In a 2003 report on alternet.org, reporters Russell Mokhiber and Robert Weissman describe Reagan as a "fundamentalist Christian millionaire ... who last year wrested control of Federal News Service, a transcription news service, from its former owner, Cortes Randell. Randell says he met Reagan at a prayer meeting, brought her in as an investor in Federal News Service, and then she forced him out of his own company."

In 2003 the Bush administration awarded Reagan's Grace Digital Media, "dedicated to transmitting the evidence of God's presence in the world today," the contract to produce Arabic-language news broadcasts to be aired primarily in Iraq.

According to the complaint, in a Nov. 11, 2005 letter to Reagan's personal bankruptcy counsel, defendant Merry formally proposed acquiring FNS assets, including its client contracts for the purchase of government proceedings transcripts, its client contracts for Russia and Israel, and its client contracts for its domestic monitoring business. CQ allegedly monitored and actively participated in Reagan's bankruptcy proceedings through 2008.

FNS claims the defendants' tactics included corporate espionage, in the person of Elizabeth Pennell, an FDCH employee hired as a consultant by FNS in 2003, who became a full-time employee in 2004. It claims the defendants paid her to steal FNS confidential business information, including its client list. FNS claims the defendants also engaged in cybertheft of online transcript and wire service databases via improper acquisition of user names and passwords belonging to such news organizations as Newsday, the Chicago Tribune and the Wall Street Journal; misappropriation and resale of FNS trademarked, time-sensitive transcripts; misrepresenting CQ as the only provider of fast-turnaround verbatim transcripts, resulting in at least 25 sole-source awards from government agencies; bundling sales of transcripts with other CQ proprietary products; and predatory hiring of FNS employees.

After FTC antitrust lawyers contacted CQ in the spring of 2006 to assess CQ's interest in acquiring FNS, CQ withdrew its offer to purchase FNS, but made a formal bid to acquire it from Reagan's bankruptcy estate through a letter of intent dated March 10, 2008 for $2.6 million. Through the due diligence process, the letter sought to obtain competitively sensitive data that could have been used to harm FNS even further, according to the complaint.
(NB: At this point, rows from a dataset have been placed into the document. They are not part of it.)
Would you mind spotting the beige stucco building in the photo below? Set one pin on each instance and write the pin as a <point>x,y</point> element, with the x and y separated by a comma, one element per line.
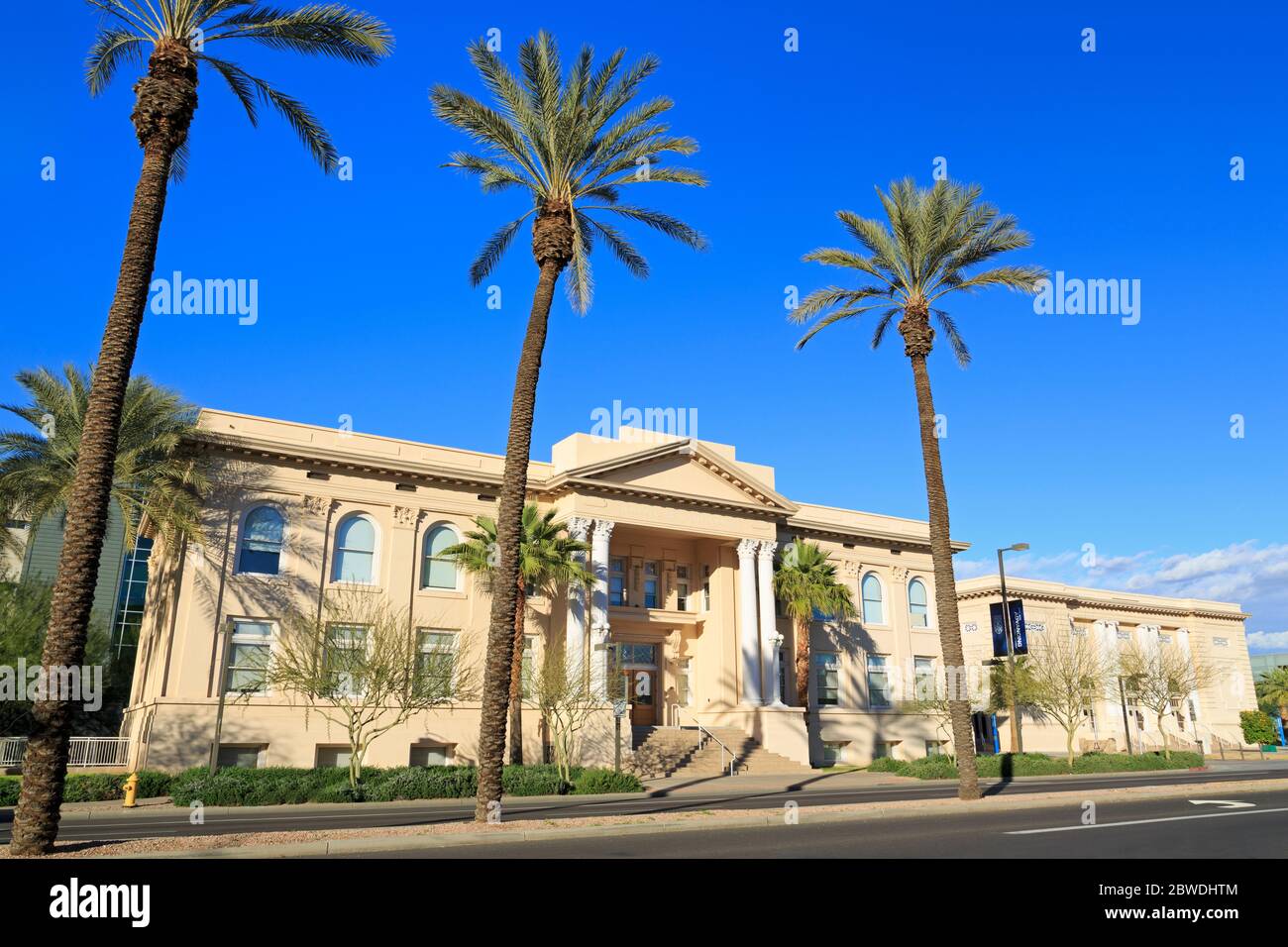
<point>682,535</point>
<point>1210,633</point>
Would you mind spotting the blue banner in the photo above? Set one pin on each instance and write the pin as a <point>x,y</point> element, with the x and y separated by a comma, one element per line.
<point>1019,635</point>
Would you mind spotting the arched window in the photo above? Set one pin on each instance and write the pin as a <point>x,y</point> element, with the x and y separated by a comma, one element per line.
<point>436,571</point>
<point>356,551</point>
<point>918,609</point>
<point>874,611</point>
<point>262,541</point>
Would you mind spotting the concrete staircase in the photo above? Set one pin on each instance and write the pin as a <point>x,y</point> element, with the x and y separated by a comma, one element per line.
<point>661,751</point>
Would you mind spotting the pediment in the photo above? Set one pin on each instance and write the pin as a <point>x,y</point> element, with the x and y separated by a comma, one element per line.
<point>681,470</point>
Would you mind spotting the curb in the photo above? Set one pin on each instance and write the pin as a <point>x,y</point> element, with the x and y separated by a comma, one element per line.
<point>773,817</point>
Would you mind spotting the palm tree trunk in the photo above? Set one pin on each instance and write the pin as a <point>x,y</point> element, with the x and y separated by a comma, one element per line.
<point>44,767</point>
<point>945,586</point>
<point>509,531</point>
<point>800,651</point>
<point>516,677</point>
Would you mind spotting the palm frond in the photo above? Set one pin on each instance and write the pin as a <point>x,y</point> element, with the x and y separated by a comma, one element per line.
<point>331,30</point>
<point>494,249</point>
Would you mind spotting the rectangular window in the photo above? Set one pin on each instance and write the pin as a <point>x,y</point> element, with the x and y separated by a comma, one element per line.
<point>240,757</point>
<point>249,654</point>
<point>630,654</point>
<point>617,581</point>
<point>346,659</point>
<point>923,678</point>
<point>682,682</point>
<point>429,757</point>
<point>827,678</point>
<point>436,660</point>
<point>528,668</point>
<point>879,682</point>
<point>651,585</point>
<point>330,757</point>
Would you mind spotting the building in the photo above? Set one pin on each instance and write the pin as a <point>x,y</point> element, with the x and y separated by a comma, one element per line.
<point>682,534</point>
<point>1111,621</point>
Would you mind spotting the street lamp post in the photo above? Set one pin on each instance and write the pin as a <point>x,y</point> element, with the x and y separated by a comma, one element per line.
<point>1017,732</point>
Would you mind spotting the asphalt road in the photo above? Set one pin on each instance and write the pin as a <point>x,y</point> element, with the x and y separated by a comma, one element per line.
<point>1129,828</point>
<point>724,793</point>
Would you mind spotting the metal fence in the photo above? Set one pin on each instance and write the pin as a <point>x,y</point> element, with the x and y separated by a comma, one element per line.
<point>84,751</point>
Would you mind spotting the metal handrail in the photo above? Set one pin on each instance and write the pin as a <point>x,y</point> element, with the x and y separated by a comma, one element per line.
<point>708,735</point>
<point>81,751</point>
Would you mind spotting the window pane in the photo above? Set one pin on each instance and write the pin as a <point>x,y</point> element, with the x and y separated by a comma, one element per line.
<point>879,682</point>
<point>438,573</point>
<point>356,551</point>
<point>359,532</point>
<point>872,608</point>
<point>262,541</point>
<point>353,567</point>
<point>917,609</point>
<point>827,678</point>
<point>429,755</point>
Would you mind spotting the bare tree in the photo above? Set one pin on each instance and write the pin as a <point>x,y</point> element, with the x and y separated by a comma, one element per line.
<point>567,705</point>
<point>1063,677</point>
<point>1160,678</point>
<point>364,668</point>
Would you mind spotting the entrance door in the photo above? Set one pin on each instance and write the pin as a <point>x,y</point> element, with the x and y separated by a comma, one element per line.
<point>640,690</point>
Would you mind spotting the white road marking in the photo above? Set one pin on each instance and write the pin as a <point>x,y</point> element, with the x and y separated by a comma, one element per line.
<point>1141,821</point>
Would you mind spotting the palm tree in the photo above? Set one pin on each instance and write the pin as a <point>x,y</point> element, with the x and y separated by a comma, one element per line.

At a March 26, 2008 lunch at the Cosmos Club in Washington, defendant Merry allegedly tried to bribe FNS' then-CEO with $10,000, then $50,000, to allow Merry to proceed with due diligence that day. On May 16, 2008, the bankruptcy court approved the sale of FNS to CQ subject to competing bids. A superior bid was forthcoming, and FNS was sold to FNS Acquisition Corp.

FNS seeks injunctive relief, actual and treble damages, unspecified and punitive damages, restitution and disgorgement. It is represented by Robert W. Doyle Jr. with Doyle, Barlow & Mazard.